Os ventos Mongóis que fustigam o Sul da China amainam e chegam quase que cândidos a Tóquio mas, mesmo assim, as últimas semanas têm sido polvilhadas por esporádicos momentos branco farinha que me recordam fugazmente os tempos de Erasmus e os Carnavais da infância. Estas fotografias foram tiradas ontem à noite (9 de Fevereiro), a última resultou de uma exposição de 2 segundos.

03/02/08

Divulgação

A manhã deste Domingo veste-se de um branco abundante.

Post-scriptum: A fotografia deixa muito a desejar mas é o melhor que se pode obter a partir do conforto da janela cá de casa.

23/01/06

Memórias de um Inverno distante

Uma das entradas da Universidade (Akamon Gate)

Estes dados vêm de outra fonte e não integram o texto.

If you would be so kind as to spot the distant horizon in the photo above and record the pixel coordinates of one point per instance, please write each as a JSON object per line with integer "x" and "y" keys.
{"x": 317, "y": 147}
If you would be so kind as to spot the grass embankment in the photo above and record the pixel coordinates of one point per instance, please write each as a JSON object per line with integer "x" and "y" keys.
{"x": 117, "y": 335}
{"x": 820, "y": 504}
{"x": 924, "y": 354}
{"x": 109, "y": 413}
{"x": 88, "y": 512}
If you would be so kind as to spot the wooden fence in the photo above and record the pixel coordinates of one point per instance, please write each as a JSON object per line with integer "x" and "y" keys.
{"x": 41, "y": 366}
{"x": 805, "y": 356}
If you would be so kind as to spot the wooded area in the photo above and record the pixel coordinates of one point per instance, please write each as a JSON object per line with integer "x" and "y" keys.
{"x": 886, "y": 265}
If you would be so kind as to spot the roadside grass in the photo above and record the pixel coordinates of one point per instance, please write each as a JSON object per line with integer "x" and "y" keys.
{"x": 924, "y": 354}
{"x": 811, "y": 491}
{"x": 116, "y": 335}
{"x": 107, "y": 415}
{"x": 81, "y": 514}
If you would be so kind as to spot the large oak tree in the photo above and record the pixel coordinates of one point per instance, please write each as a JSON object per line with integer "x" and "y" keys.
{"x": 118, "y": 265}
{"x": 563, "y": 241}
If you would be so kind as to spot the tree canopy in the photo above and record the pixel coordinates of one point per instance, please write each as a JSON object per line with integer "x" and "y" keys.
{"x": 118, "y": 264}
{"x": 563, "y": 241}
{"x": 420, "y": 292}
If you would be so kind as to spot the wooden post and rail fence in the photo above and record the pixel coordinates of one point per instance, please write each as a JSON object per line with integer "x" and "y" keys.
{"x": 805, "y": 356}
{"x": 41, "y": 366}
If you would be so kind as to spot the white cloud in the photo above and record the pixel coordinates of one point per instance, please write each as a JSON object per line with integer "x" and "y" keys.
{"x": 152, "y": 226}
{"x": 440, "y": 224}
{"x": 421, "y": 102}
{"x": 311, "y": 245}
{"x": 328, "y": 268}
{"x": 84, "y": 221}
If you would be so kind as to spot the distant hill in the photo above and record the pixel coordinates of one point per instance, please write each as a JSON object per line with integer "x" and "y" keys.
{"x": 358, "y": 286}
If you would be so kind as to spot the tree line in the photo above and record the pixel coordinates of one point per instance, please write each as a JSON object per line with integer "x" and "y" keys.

A neve que cai leva-me de volta ao Inverno da Minha Vida, 2001, Finlândia, Oulu (148 Km abaixo da linha do Circulo Polar Artico). Grandioso ERASMUS, que descobertas (interiores/exteriores) me proporcionaste!

As memórias desse Inverno distante são feitas de florestas silenciosas, vestidas de verde e branco; de pessoas bonitas; das noites (quase que) intermináveis; das sempre deslumbrantes Aurora Borialis; de caminhar sobre rios e lagos (gelados claro, pois não nos chamamos JC); do vigor proporcionado pelos -32 graus Celsius e do branco como companheiro diário. E' neste clima inóspito que somos assaltados por uma tão intensa comunhão com a Mãe natureza.

Insólitamente este Sábado nevou em Tóquio. Durante todo o dia as nuvens vestiram a cidade de branco e, por breves momentos, achei-me em Oulu. Contudo, não tardei a detectar o embuste. Faltava a mística e a comunhão escandinava.

Na Universidade surpreendi-me com um Campus inundado de neve e de colegiais. Centenas de jovens jogavam o sonho das suas vidas. Sob o auspício do manto branco que caía do céu faziam os exames de admissão para a selecta Universidade de Tóquio. Que a bonança esteja com todos eles!